Und wenn es dann so weit ist, dann wird es sofort entfernt von der Mutter. Es
muss gewogen und gemessen werden. Da kann es schreien was es will. Das muss
sofort sein. Eine halbe Stunde später, eine erste Mahlzeit später, wäre es doch
verfälscht und gäbe keine aussagekräftigen Daten mehr. Weiter geht es in der
Krabbelgruppe. „Mein Kind konnte mit fünf Monaten schon sitzen“, heißt es da,
Und „Mein Kind konnte mit acht Monaten schon gehen. Ich weiß, es sollte nicht,
aber ich konnte es nicht bändigen“, heißt es auch, und wenn dann ein Kind
nichts vorzuweisen hat, was es schneller konnte, dann kann man sich noch immer
denken, es liegt ja in der Norm. Ängstlich sieht man auf die Entwicklungstabelle,
ja, es ist noch in der Norm. Alles was messbar ist wird festgehalten, denn das
ist wichtig. Sonst nichts. Und wenn es in die Schule kommt, dann wird
vorgegeben, was ein Kind in welchem Alter zu können hat, was es wie schnell zu
erlernen hat. Spätestens da weiß man, dass nichts wert ist, was nicht abgeprüft
oder zum Kanon der schulischen Fächer gehört. Das Kind kann gut vermitteln oder
es hat die Kraft andere zu schützen, vor anderen oder vor sich selbst oder es
kann gut zuhören und trösten. Alles unwichtig, denn das steht nicht im
Lehrplan, und nur das wird gemessen, und nur was gemessen wird, ist gut. Anders
herum, was nicht messbar ist, hat keinen Wert. Wofür man kein Diplom hat, das
hat keinen Zweck, denn man kann nicht beweisen, dass man es kann. Wenn das Kind
künstlerisch oder sozial begabt ist, dann ist es schön für seine Freizeit, aber
es hebt das Bruttosozialprodukt nicht. Sich auf andere einlassen oder ihnen
Freude zu bereiten? Nun, das ist nett, aber dann muss man einen sozialen Beruf
ergreifen oder die Welt verbessern. Aber wie misst man die Verbesserung der
Welt? Nicht an monetären Größen. So spielt es keine Rolle. Und dann schickt man
die jungen Leute hinaus in die Welt. „Werdet glücklich, verdammt noch mal“,
wird ihnen eingetrichtert. „Aber wie?“, fragen sie zurück. „Ganz einfach,
haltet euch messbar und berechenbar. Dann könnt ihr sehen ob ihr in der Norm
liegt und dann kommt das mit dem Glück von ganz allein“, wird ihnen
geantwortet. „Aber was hat das alles für einen Sinn? Es ist doch alles fertig.

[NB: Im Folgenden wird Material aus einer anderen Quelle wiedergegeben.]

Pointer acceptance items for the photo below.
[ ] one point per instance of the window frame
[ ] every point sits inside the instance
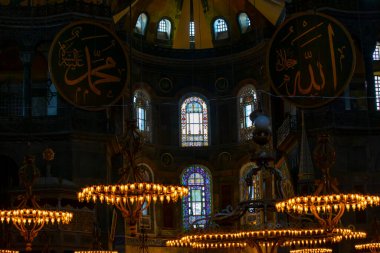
(140, 94)
(244, 131)
(205, 113)
(224, 35)
(206, 188)
(144, 27)
(244, 30)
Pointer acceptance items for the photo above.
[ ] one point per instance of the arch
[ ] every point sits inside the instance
(244, 22)
(247, 103)
(194, 122)
(143, 112)
(220, 29)
(141, 24)
(197, 206)
(164, 29)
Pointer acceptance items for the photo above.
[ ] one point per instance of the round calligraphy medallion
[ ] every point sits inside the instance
(311, 59)
(88, 65)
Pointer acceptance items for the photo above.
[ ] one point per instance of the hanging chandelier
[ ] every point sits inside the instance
(372, 247)
(132, 194)
(28, 217)
(327, 204)
(312, 250)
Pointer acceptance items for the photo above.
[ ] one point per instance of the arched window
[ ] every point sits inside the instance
(247, 100)
(141, 24)
(251, 189)
(377, 90)
(194, 122)
(244, 22)
(196, 207)
(376, 77)
(220, 29)
(147, 217)
(376, 53)
(164, 29)
(142, 108)
(192, 31)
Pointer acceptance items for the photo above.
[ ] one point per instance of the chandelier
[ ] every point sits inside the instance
(372, 247)
(312, 250)
(327, 204)
(28, 217)
(132, 194)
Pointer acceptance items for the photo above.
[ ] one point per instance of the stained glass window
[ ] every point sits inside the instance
(251, 189)
(247, 100)
(141, 24)
(220, 29)
(377, 91)
(196, 207)
(192, 31)
(376, 53)
(147, 174)
(194, 122)
(244, 22)
(164, 29)
(142, 110)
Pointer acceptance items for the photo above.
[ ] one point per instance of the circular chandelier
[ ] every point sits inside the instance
(329, 208)
(36, 217)
(95, 251)
(312, 250)
(327, 204)
(123, 195)
(368, 247)
(133, 193)
(268, 238)
(29, 221)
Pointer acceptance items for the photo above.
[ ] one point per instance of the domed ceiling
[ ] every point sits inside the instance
(203, 14)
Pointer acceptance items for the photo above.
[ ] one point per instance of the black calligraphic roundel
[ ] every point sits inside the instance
(311, 59)
(88, 65)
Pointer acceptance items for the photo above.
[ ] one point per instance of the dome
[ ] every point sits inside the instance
(189, 24)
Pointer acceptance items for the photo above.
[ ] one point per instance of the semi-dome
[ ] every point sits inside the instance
(189, 24)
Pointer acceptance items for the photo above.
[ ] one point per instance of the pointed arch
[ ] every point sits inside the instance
(247, 103)
(197, 206)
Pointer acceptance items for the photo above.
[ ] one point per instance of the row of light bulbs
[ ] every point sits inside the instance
(132, 193)
(35, 216)
(313, 250)
(327, 203)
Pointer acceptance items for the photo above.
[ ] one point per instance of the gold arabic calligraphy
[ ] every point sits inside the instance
(302, 73)
(72, 59)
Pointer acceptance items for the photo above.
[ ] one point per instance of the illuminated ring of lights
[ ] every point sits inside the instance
(131, 193)
(95, 251)
(327, 203)
(312, 250)
(218, 245)
(367, 246)
(336, 236)
(206, 245)
(35, 216)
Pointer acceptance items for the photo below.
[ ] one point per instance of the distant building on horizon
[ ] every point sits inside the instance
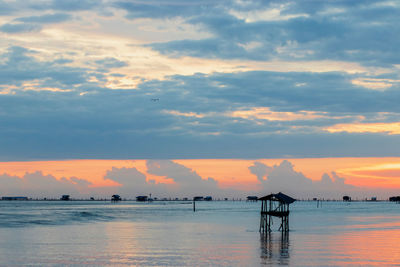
(141, 198)
(14, 198)
(65, 197)
(252, 198)
(346, 198)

Alles wurde schon gemessen und fertig verpackt. Wir müssen es nur noch nehmen.
Was haben wir dazu noch beizutragen? Was gibt es für uns noch zu tun?“, fragen
sie zurück. „Solch philosophische Fragen!“, tönt es empört zurück, „Arbeitet,
kriegt Kinder und schaut, dass ihr zu was kommt. Dann habt ihr für so einen
Unsinn gar keine Zeit mehr, aber nicht vergessen, wenn schon, dann schaut, dass
ihr in der Norm bleibt. Tut was alle tun, und das wird passen.“ Vielleicht
nehmen es die meisten schulterzuckend hin, aber manche schaffen es nicht. Sie
wollen sich nicht abspeisen lassen. Ihnen ist es zu wenig, in der Norm zu sein.
Sie wollen einen Sinn im Leben finden. „Geh Schuhe kaufen!“, ist dann die
Antwort oder „Trink noch ein Bier!“ Aber kann es das sein? War das dann schon
wirklich alles? Ja, weil dann die Statistik wieder passt, die von den
Schuhverkäufen und die vom Bierkonsum. Dann alles was messbar ist, ist gut.